What is that thing called?

I’m having a brain fart at the moment and cannot recall what this thing is called. It’s not the title of the book, but it is the “tagline” normally written in smaller print on the cover. An example something like, “He fought the law - and won!”

Any help would be appreciated.

Um, subtitle?

Derp! There you go. I think that’s it.

Actually, from the example in the OP I’d say no. A subtitle is an alternate title, usually longer, and will normally start with or as in “Dr. Strangelove or: How I Learned to Stop Worrying and Love the Bomb” or “Oliver Twist; or, The Parish Boy’s Progress”.

I think what you have there is a blurb, which is a kind of advertising byline:

In newspapers and magazines, a secondary title line is sometimes called a kicker. In traditional newspaper usage that goes above the main headline.

Non-fiction works often have a brief main title that is often intended to be eye catching and ‘clever’ in some way, followed by a colon and then a subtitle that actually directly states what the book is about in a duller, more literal way.

I think you are right that what the OP describes is not a subtitle, but I think a blurb is usually something a good deal longer: a brief paragraph at the least, giving either a synopsis of the contents or extolling them (or both). Blurbs are usually on the back cover or the inside flap of a dust jacket.

I think Mr Downtown’s suggestion is more like it, although strap line or catch line are also possibilities.

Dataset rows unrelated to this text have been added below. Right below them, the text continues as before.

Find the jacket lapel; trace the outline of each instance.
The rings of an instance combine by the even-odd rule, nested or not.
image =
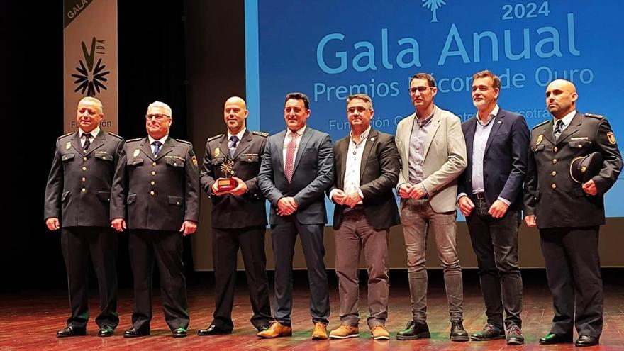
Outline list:
[[[167,137],[167,140],[165,140],[165,143],[162,144],[162,146],[160,147],[160,150],[158,151],[158,154],[156,155],[155,160],[158,160],[165,155],[171,152],[174,147],[175,147],[175,142],[174,142],[172,138]]]
[[[249,133],[248,129],[246,129],[245,133],[243,133],[243,138],[240,138],[240,142],[239,142],[238,145],[236,146],[236,151],[234,152],[234,157],[233,158],[238,157],[241,152],[248,148],[251,145],[251,133]]]
[[[366,164],[368,162],[368,157],[370,156],[370,151],[373,148],[373,145],[377,142],[377,131],[372,128],[370,133],[368,133],[368,138],[366,144],[364,145],[364,152],[362,154],[362,161],[360,164],[360,183],[362,184],[362,177],[364,176],[364,171],[366,170]]]
[[[485,150],[484,150],[483,154],[485,155],[487,153],[487,150],[489,148],[490,145],[492,145],[492,140],[494,140],[494,137],[498,134],[498,130],[501,130],[501,126],[503,126],[503,123],[505,123],[505,111],[503,108],[498,108],[498,113],[496,114],[496,116],[494,118],[494,120],[492,121],[492,123],[494,123],[492,126],[492,129],[490,130],[490,135],[488,136],[488,141],[485,145]]]

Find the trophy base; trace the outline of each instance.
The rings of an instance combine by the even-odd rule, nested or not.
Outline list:
[[[217,189],[219,191],[227,191],[236,187],[236,181],[232,178],[217,179]]]

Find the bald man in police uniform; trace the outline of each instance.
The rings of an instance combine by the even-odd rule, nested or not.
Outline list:
[[[102,103],[85,97],[78,103],[78,130],[57,140],[45,186],[45,225],[61,230],[67,269],[72,316],[57,337],[84,335],[89,321],[89,257],[99,288],[101,312],[95,321],[98,336],[111,336],[117,316],[117,235],[111,229],[108,208],[113,177],[123,139],[101,129]]]
[[[155,258],[165,321],[173,337],[182,338],[189,321],[182,235],[195,232],[199,218],[197,160],[192,144],[169,136],[173,120],[167,104],[151,104],[145,118],[148,135],[128,140],[111,204],[113,227],[130,232],[134,275],[132,327],[123,336],[150,334]]]
[[[215,311],[208,327],[198,330],[199,335],[229,334],[234,328],[232,307],[239,249],[243,254],[253,311],[251,323],[258,331],[263,331],[273,321],[264,253],[267,201],[257,182],[269,134],[247,129],[248,114],[243,99],[228,99],[223,107],[228,132],[208,138],[206,143],[199,181],[213,204]],[[228,160],[233,162],[233,175],[226,174],[221,169]],[[230,177],[236,182],[235,187],[220,189],[217,181]]]
[[[605,193],[622,169],[622,157],[606,118],[576,111],[574,84],[557,79],[546,88],[554,117],[533,128],[525,184],[525,221],[540,230],[555,316],[540,344],[598,342],[603,325],[603,288],[598,251],[605,223]],[[584,183],[570,174],[572,160],[598,152],[603,163]]]

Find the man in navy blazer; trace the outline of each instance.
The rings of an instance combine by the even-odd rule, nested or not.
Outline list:
[[[292,258],[299,234],[310,280],[313,340],[327,339],[329,291],[323,257],[327,223],[325,191],[334,182],[330,136],[306,126],[310,101],[301,93],[286,96],[286,129],[267,140],[258,186],[271,203],[269,223],[275,257],[275,322],[261,338],[292,334]]]
[[[482,71],[472,79],[478,112],[462,124],[468,167],[459,179],[457,204],[477,255],[487,323],[472,338],[503,339],[506,330],[508,344],[523,344],[518,229],[529,131],[524,117],[498,107],[496,75]]]

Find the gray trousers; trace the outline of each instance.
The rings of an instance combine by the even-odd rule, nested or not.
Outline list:
[[[449,303],[450,320],[463,320],[464,284],[457,257],[457,213],[438,213],[428,200],[408,200],[401,209],[407,249],[408,277],[414,321],[427,320],[427,233],[430,227],[435,238],[438,257],[444,269],[444,284]]]
[[[336,274],[340,297],[340,323],[356,326],[360,323],[360,255],[364,251],[368,272],[369,328],[386,324],[388,317],[389,228],[375,228],[366,219],[364,211],[347,208],[340,227],[335,232]]]

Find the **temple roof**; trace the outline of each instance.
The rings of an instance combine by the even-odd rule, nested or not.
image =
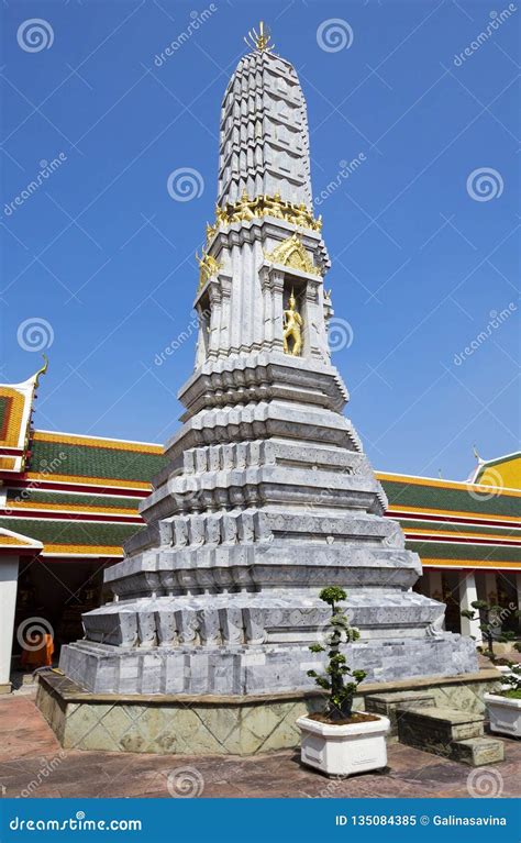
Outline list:
[[[30,430],[38,375],[0,386],[0,551],[122,558],[166,465],[148,442]],[[426,567],[521,568],[521,454],[480,459],[467,482],[377,473]],[[476,481],[477,480],[477,481]]]
[[[15,474],[25,466],[35,389],[45,368],[21,384],[0,384],[1,473]]]
[[[521,491],[481,482],[383,474],[387,515],[425,567],[521,568]]]
[[[521,488],[521,452],[505,454],[496,459],[481,459],[473,474],[473,482],[497,486],[501,489]]]

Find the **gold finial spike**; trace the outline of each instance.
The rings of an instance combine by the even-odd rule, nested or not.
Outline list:
[[[42,366],[41,369],[38,369],[36,371],[36,375],[34,376],[35,377],[35,380],[34,380],[34,386],[35,387],[37,387],[38,384],[40,384],[40,376],[41,375],[45,375],[45,373],[48,369],[48,357],[47,357],[47,355],[46,354],[42,354],[42,357],[44,358],[44,365]]]
[[[275,44],[270,43],[271,33],[267,27],[265,29],[264,21],[259,22],[258,32],[256,30],[250,30],[248,34],[244,36],[244,41],[248,47],[258,49],[260,53],[269,53],[275,47]]]

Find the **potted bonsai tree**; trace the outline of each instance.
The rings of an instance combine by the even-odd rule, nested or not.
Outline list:
[[[486,694],[490,730],[521,737],[521,665],[510,663],[510,673],[501,677],[501,690]]]
[[[356,641],[359,632],[351,626],[339,603],[347,595],[342,588],[323,588],[320,598],[331,607],[331,619],[324,644],[310,646],[312,653],[326,653],[325,672],[308,670],[319,688],[326,692],[323,712],[297,720],[301,731],[303,764],[333,776],[350,776],[387,764],[386,734],[390,723],[386,717],[353,711],[358,685],[365,670],[352,670],[342,646]]]

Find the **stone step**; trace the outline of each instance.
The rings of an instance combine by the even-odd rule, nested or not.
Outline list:
[[[435,741],[451,744],[468,737],[480,737],[484,733],[483,714],[446,707],[398,708],[398,733],[400,741],[418,745]],[[420,747],[421,748],[421,747]]]
[[[472,767],[499,764],[505,761],[505,744],[497,737],[468,737],[452,744],[451,757]]]
[[[431,691],[389,691],[388,694],[372,694],[365,698],[366,711],[374,714],[384,714],[390,722],[387,735],[389,743],[398,742],[398,714],[397,709],[433,708],[434,696]]]
[[[398,706],[398,735],[401,743],[432,752],[473,767],[503,761],[503,744],[484,736],[483,714],[446,707]]]

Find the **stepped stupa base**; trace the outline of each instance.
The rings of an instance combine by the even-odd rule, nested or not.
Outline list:
[[[430,637],[355,642],[343,648],[347,664],[369,681],[453,676],[476,669],[472,639],[442,633]],[[129,647],[78,641],[62,650],[60,668],[97,694],[188,694],[246,696],[306,692],[307,670],[322,672],[323,659],[309,645],[247,647]]]
[[[496,669],[364,683],[365,697],[392,691],[429,691],[436,706],[484,713],[484,694],[499,687]],[[45,670],[36,703],[64,748],[176,755],[254,755],[291,750],[300,743],[296,721],[323,707],[320,691],[269,695],[118,695],[87,692],[68,677]]]

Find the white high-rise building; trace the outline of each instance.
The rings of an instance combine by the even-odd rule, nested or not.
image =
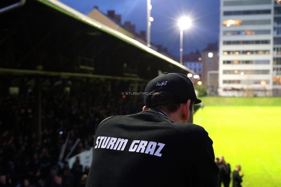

Those are not subtitles, They are parts of the titles.

Then what are subtitles? Nothing I have seen lists those as part of the actual title.

Heck, even Wiki lists those two as examples in its subtitle article, albeit without sources.

It’s a matter of interpretation. Some librarians would call them subtitles like whoever has catalogued “Dr Strangelove” for the British National Bibliography. I would hesitate to do it as they look more like some kind of alternate titles.

A better and less ambiguous example from my desktop: http://i127.photobucket.com/albums/p157/Floater_photo/02082011225.jpg. Here there’s no question of what is the main title and what is a subtitle.

Or a deck:

BUS PLUNGES INTO RIVER
All passengers believed dead

Floater is correct. Both of those examples are what librarians call alternative titles. AACR2 defines it this way:

Alternative titles are marked by a very specific syntax in library catalogs: comma space “or” comma. As in

Maria, or, The Wrongs of Woman / by Mary Wollstonecraft.

In cataloging it’s handled differently from a subtitle. For one thing, alternative titles get added title entries, while subtitles don’t.